David Fay (December 13, 1761 – June 5, 1827) was a Vermont judge and militia officer who served on the Vermont Supreme Court and as Adjutant General of the Vermont Militia.
David Fay was born in Hardwick, Massachusetts on December 13, 1761. His father Stephen Fay, owner of Bennington's Catamount Tavern and one of the founders of Vermont, relocated the family to Bennington in 1766. David Fay served in the Vermont Militia as a fifer during the American Revolution, and took part in the Battle of Bennington as a member of Captain Samuel Robinson's Company. His brother Joseph Fay also served in the Green Mountain Boys and took part in the Battle of Bennington, and later served as Secretary of State of Vermont. His brother Jonas Fay was also a member of the Green Mountain Boys, and served in several government positions during Vermont's early years, including Justice of the Vermont Supreme Court.
Fay was a farmer and surveyor.
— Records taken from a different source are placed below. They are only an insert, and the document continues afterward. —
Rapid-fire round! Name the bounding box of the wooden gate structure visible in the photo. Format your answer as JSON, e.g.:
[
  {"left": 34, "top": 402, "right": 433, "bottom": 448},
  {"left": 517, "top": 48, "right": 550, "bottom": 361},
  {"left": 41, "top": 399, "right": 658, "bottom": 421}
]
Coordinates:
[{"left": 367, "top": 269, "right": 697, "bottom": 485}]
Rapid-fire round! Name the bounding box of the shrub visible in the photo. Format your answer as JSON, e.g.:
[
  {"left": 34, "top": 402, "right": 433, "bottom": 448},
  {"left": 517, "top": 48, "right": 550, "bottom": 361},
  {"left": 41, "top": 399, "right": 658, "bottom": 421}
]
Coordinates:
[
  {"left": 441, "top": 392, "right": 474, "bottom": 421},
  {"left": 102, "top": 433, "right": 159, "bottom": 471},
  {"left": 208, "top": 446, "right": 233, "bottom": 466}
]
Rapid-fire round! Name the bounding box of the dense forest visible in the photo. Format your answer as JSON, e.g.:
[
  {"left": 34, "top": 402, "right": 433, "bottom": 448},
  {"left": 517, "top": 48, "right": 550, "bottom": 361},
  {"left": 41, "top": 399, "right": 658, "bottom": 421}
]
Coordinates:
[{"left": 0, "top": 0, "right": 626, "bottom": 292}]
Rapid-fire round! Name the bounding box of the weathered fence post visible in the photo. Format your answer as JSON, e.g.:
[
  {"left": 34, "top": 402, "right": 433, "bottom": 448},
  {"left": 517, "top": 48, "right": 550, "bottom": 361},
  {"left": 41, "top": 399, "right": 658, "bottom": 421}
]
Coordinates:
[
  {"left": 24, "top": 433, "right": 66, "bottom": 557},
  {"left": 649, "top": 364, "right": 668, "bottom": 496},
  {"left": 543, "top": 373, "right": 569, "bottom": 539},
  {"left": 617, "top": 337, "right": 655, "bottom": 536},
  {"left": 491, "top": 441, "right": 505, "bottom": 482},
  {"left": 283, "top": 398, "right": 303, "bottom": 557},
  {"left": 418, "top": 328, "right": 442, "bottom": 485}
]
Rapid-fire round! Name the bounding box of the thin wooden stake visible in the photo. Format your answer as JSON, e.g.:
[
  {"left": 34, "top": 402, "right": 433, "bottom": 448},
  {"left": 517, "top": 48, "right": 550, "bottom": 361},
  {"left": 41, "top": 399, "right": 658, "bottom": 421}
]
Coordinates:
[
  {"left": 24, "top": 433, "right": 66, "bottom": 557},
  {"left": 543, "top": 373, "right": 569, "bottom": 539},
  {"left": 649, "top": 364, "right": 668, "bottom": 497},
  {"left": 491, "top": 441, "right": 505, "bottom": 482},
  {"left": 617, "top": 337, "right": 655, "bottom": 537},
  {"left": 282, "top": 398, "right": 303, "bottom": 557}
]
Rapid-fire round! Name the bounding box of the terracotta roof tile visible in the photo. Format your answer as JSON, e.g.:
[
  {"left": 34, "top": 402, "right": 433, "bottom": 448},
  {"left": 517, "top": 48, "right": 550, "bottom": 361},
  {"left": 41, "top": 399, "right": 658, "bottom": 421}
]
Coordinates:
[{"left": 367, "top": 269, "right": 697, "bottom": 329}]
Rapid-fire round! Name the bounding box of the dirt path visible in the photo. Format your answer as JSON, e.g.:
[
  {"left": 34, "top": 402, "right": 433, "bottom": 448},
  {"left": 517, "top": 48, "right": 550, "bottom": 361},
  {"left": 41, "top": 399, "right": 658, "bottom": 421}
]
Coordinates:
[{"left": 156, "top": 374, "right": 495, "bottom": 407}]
He later studied law, and attained admission to the bar in 1794.
A Democratic-Republican, he served as Bennington County State's attorney from 1797 to 1801, and was a member of the state Council of Censors from 1799 to 1806. From 1801 to 1809 Fay served as United States Attorney for Vermont.
In 1809 Fay was appointed to the Vermont Supreme Court, and he served until 1813.
From 1817 to 1821 he was a member of the Vermont Governor's Council, and he served as Bennington County's Judge of Probate from 1819 to 1820.
Following the Revolution, Fay continued his service in the militia. He attained the rank of major in the early 1790s and was a colonel by the late 1790s. In 1795 he was appointed Adjutant General of the Vermont Militia with the rank of major general. He held this position until 1822.
During the War of 1812 Fay coordinated the activities of the Vermont Militia, including units dispatched to provide security on the Vermont-Canada border and units which took part in the defense of Plattsburgh.
Fay died in Bennington on June 5, 1827 and was buried in the Old Bennington Cemetery.